A Klon with a stock jcm800 may get in the ballpark, but wouldn’t have the huge low mids (not sure even if my 2 ch Recto’s do. Will have to AB), but some guys may try to dial that back anyway depending on taste. A stock jcm800 (boosted with a Klon) would also be a lot brighter, more uppermid-y. It’s mainly the big, chewy low mid quality that distinguishes its sound from my other amps. Basically, I think guys who want a fatter, darker Marshall-y sound that still has teeth, aggression would like it
I wonder if all of those mods were the same.
Sounds like you got a good one!
Bet it sounds smooth af. Enjoy!!!
 
After the engineer Ronnie Champagne posted here years ago, and said the Rhythm parts were all done with a modded 65 Bassman with a modded Butler tube driver in front, I felt no need to really search for a Bog Marshall. I had a 64 stock Bassman that got pretty close with a couple boost pedals.....
This was confirmed personally by Jack (New World Man) in a private email to Mr Champagne. Lead parts were all Snorkler, but Rhythm was the goosed Bassman.
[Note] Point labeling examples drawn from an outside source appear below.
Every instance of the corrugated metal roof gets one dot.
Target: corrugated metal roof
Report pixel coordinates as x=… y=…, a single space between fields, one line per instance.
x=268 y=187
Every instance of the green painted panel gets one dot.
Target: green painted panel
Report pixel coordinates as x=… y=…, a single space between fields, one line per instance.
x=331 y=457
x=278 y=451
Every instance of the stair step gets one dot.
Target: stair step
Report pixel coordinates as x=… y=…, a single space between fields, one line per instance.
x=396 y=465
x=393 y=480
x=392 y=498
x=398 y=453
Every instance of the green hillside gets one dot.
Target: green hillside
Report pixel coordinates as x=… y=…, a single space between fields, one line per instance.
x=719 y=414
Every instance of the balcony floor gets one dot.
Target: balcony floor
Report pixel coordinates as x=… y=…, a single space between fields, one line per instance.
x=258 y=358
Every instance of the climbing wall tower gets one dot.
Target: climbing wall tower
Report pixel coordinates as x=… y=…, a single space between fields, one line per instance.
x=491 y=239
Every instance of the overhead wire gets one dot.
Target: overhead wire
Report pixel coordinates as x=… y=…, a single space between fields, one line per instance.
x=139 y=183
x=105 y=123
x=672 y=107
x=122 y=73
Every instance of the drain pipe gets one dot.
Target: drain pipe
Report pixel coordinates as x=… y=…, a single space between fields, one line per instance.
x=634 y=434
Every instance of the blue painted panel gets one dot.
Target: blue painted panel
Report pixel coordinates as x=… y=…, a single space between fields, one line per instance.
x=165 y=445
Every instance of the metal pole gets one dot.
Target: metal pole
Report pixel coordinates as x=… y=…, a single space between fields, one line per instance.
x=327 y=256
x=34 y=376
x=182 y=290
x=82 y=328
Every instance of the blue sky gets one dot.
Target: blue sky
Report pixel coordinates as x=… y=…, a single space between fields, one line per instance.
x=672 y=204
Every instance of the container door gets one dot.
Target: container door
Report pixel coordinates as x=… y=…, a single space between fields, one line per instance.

And, I should add that if you go to youtube and find the demo version of We Die Young, Jerry uses his RG100 and gets an almost IDENTICAL tone to the album.....telling me that it's the sum of all he used and how he likes his tone.
I go back and read Ronnie's comments like yearly. He has some on Gearslutz too. They're all put together somewhere. Groomed Noodlers? Can't recall
 
I wonder if all of those mods were the same.
Sounds like you got a good one!
Bet it sounds smooth af. Enjoy!!!
My guess would be maybe like Cameron there’s variations but they still all have have the Cameron sound as this has a very clear Bogner flavor. Some might not like this one and if I didn’t dial back the mid knob a lot I wouldn’t like it that much. It seems, like with the early Uberschall’s, it needs a bit of non-conventional settings to get there. It does match what you said in that it needs to be loud and does sound congested with its mid knob higher than 9 o clock or so
 
I go back and read Ronnie's comments like yearly. He has some on Gearslutz too. They're all put together somewhere. Groomed Noodlers? Can't recall
There's a related quote from an Alice in Chains book that I haven't seen posted online. Has some details that his posts exclude, and he certainly makes it sound like the main rhythm tone was Bogner.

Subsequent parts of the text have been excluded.